The good news is that over time these hybrid jobs will probably become standard jobs. But it will take some time.

Keep the faith! If hybrid jobs are anything like hybrid cars, they’ll become easier to deal with over time.

  • In-House Recruitment Group

    A great article Jacque and one that is relevant all around the world.

    The thing that many organisations aren’t thinking about with the Hybrid role, is there are organisations out there that will now pay Sally as much as she is getting now, with less workload and stress. Then when Sally resigns from “Hybrid Company” they throw their hands in the air in amazement and say but why?

    Yes they were clever merging the two roles together, however, that “clever-ness” will not last. As you say, they then go to market looking for that new “ideal” candidate, and will be shocked when they can’t find it. Hard to replace a Sally wh did the work purely because she had to to keep her job. It’s another example of where Maslow’s Hierarchy of Needs comes in (check out our blog on that subject )

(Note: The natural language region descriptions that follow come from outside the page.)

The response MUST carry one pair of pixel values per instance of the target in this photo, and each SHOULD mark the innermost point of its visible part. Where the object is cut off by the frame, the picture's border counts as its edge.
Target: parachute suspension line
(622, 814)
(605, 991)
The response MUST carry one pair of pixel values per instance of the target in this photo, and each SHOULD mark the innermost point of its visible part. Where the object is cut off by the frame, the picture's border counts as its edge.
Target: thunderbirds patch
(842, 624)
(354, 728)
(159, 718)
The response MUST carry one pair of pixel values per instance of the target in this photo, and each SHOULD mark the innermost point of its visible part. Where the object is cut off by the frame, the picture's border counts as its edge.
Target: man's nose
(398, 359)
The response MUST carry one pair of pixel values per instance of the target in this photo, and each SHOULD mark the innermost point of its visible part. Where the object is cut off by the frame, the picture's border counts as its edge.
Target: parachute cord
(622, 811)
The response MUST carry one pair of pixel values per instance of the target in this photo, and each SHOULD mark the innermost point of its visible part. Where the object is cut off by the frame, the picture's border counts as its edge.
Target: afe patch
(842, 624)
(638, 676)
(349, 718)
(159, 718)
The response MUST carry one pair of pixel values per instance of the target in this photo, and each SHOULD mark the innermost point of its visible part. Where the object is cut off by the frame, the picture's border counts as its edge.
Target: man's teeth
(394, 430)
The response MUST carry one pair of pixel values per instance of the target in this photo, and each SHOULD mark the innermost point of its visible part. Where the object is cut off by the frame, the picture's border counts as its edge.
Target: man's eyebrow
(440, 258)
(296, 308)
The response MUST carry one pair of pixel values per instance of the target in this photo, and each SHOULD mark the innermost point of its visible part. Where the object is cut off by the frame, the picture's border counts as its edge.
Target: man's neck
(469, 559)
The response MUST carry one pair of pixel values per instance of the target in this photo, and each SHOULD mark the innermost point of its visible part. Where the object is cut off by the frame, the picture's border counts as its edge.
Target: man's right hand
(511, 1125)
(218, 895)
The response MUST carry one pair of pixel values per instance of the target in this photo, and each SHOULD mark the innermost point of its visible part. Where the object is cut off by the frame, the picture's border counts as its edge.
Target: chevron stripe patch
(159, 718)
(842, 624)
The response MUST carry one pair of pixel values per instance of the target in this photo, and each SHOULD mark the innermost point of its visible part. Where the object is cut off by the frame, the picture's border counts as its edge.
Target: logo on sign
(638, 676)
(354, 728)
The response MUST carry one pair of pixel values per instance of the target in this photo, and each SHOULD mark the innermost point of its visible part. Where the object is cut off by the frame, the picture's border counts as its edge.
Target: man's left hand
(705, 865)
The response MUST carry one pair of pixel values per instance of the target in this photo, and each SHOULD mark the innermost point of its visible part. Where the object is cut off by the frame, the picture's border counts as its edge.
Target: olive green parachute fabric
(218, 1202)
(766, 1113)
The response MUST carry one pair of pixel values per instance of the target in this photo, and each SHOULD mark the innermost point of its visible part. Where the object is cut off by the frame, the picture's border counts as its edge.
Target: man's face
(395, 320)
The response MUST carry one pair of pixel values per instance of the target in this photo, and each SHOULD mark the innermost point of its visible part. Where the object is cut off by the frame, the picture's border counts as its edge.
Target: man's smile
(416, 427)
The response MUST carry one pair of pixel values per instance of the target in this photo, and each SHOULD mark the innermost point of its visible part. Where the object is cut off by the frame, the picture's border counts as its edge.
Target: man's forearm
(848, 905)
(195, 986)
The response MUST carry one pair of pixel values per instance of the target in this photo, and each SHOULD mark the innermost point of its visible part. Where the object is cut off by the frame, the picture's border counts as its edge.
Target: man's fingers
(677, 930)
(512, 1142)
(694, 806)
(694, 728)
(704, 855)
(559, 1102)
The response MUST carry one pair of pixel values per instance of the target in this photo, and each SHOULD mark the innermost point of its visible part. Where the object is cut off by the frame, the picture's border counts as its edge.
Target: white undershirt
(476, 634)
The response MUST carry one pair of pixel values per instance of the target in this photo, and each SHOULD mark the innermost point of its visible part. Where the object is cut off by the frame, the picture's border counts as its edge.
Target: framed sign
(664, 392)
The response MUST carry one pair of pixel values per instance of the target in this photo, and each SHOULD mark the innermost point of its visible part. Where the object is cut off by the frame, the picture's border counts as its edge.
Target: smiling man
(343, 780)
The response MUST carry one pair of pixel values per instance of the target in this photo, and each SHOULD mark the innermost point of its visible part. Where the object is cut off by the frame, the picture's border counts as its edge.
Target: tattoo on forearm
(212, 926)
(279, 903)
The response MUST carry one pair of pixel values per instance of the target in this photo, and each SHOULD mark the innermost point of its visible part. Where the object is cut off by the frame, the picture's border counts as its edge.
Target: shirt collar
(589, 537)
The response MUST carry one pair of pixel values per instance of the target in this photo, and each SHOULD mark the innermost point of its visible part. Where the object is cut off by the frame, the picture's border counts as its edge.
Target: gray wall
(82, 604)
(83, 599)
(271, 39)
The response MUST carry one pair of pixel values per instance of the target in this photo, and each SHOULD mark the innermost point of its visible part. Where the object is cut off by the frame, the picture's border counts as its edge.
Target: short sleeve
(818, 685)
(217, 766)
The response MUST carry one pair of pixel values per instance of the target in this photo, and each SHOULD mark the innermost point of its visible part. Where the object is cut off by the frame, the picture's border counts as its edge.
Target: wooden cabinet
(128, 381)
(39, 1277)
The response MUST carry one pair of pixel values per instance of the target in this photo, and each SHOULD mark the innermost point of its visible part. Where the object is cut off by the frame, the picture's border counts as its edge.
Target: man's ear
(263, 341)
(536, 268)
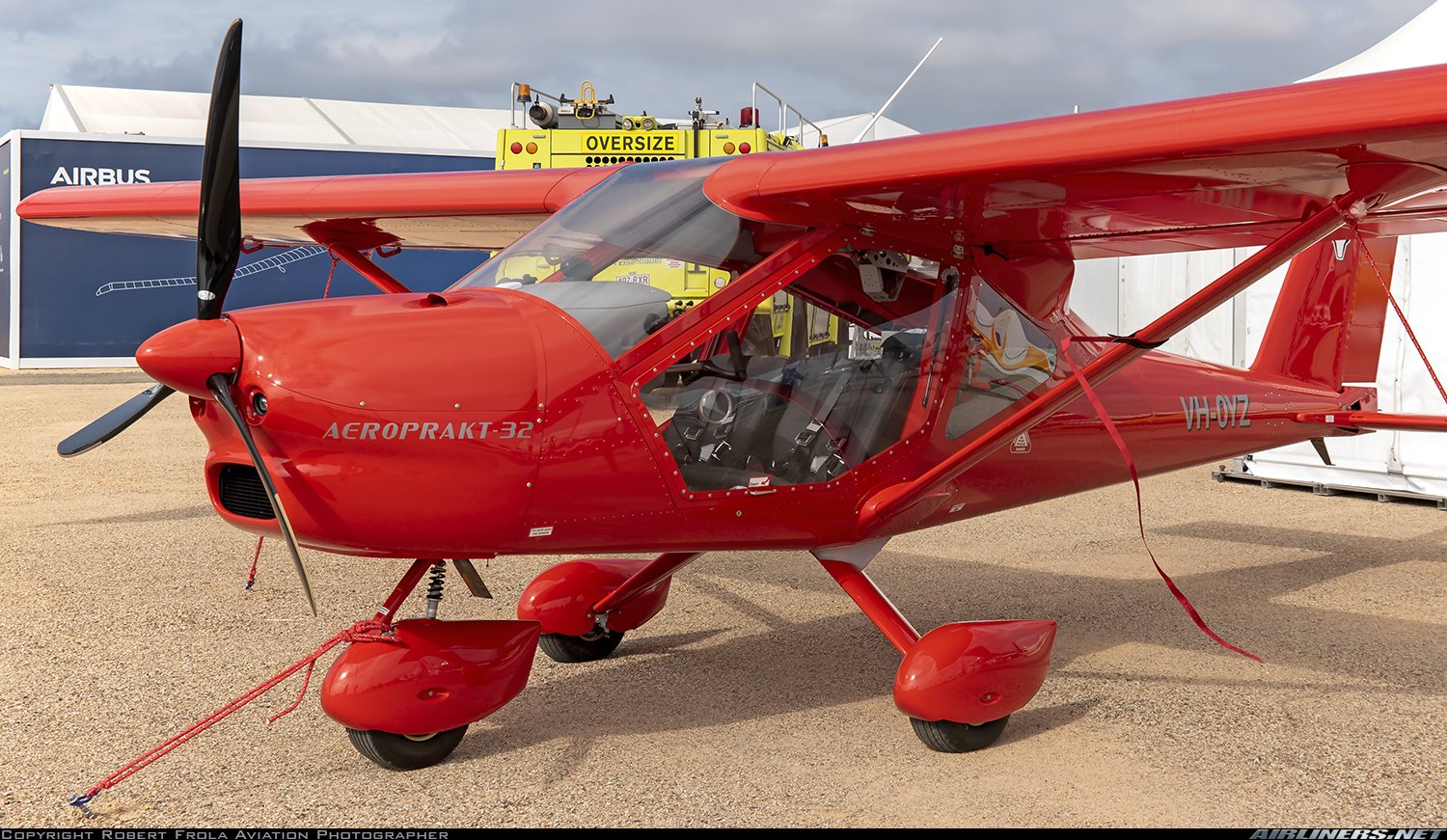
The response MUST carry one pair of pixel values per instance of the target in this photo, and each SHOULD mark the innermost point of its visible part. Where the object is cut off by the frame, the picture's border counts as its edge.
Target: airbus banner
(97, 297)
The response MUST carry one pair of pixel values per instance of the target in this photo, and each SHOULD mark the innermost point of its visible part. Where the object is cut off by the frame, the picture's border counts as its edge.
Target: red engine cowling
(434, 677)
(974, 671)
(563, 596)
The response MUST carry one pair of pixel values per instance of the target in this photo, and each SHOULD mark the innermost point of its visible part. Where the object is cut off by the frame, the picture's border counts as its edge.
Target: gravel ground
(760, 695)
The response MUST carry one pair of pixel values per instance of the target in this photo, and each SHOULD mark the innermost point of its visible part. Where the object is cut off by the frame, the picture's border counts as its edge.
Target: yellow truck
(567, 132)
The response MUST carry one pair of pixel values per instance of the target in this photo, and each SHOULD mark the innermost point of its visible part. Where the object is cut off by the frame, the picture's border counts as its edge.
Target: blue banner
(100, 295)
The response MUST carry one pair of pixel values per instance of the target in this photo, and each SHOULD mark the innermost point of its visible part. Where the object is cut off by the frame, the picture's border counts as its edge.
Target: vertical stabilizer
(1328, 318)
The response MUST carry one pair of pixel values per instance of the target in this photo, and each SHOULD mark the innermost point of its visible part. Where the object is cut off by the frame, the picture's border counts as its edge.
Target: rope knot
(369, 631)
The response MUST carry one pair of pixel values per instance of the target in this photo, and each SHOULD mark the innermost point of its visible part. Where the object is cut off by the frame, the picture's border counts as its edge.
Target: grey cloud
(1000, 61)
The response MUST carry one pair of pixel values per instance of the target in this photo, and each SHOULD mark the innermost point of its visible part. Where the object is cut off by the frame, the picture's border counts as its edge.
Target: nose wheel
(587, 648)
(405, 752)
(949, 736)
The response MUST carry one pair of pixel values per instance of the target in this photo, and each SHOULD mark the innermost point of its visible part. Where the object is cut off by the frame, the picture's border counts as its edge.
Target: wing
(439, 210)
(1224, 171)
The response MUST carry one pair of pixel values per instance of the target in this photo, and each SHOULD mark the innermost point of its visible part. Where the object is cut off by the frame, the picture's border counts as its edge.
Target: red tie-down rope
(1353, 226)
(368, 631)
(1134, 478)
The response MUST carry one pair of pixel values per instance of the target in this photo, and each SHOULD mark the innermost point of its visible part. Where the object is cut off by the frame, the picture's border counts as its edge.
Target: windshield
(639, 249)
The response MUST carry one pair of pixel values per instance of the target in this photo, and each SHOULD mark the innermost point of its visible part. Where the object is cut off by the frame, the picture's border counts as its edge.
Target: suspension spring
(434, 587)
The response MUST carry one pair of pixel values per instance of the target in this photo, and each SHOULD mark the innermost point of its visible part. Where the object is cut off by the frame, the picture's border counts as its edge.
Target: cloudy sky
(1000, 60)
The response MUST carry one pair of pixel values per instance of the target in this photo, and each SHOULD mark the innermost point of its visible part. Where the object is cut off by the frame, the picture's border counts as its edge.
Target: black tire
(399, 752)
(589, 648)
(949, 736)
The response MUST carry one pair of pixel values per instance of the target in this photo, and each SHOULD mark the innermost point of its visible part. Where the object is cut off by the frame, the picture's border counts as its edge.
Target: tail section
(1327, 323)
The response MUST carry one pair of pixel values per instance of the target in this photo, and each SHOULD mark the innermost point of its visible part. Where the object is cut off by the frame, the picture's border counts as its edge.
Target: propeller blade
(222, 390)
(219, 223)
(113, 422)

    Thanks again for the post

    Steve – Sydney Australia

  • Crystal Spraggins

    Jacque, loved this post! I think you hit the nail on the head as to the genesis of the problem. Another issue compounding the problem is that hiring managers and recruiters aren’t necessarily skilled at evaluating talent for these jobs. They know whether someone HAS DONE say, payroll and AP (to stay with your example), but they don’t know how to evaluate whether someone who’s done payroll COULD DO AP, and do it well. Or, to your point, circumstances have given them a false sense of what’s realistic, and they begin to believe that LOTS OF companies must combine AP and payroll, so surely they can find someone, right? As a result, they pass on candidates who could very well do these jobs without a lot of training, and then they blame the market!

  • Jacque Vilet

    Crystal — thanks. This issue is complicated and HR needs to step up to the plate and make sure that managers know/understand it — because it affects hiring, compensation, and career development. How do you develop a career path for hybrids?
    Steve — I read the article and it’s very good! I focused on hiring here but you bring up a good point. When Sally starts looking for a new job what she will think her new salary should be— assuming Company ABC gave her a premium for the “doubling up” she is doing. I bet not! Anyway she will be looking for more pay because she has been doing 2 jobs and is qualified for both. Her new company will be looking for a straight Payroll job or a hybrid job Sally is not qualified for. AND her old company ABC will be looking for ?????
    So it’s more than just a hiring issue. Hmmm . . . . a lot more here than meets the eye!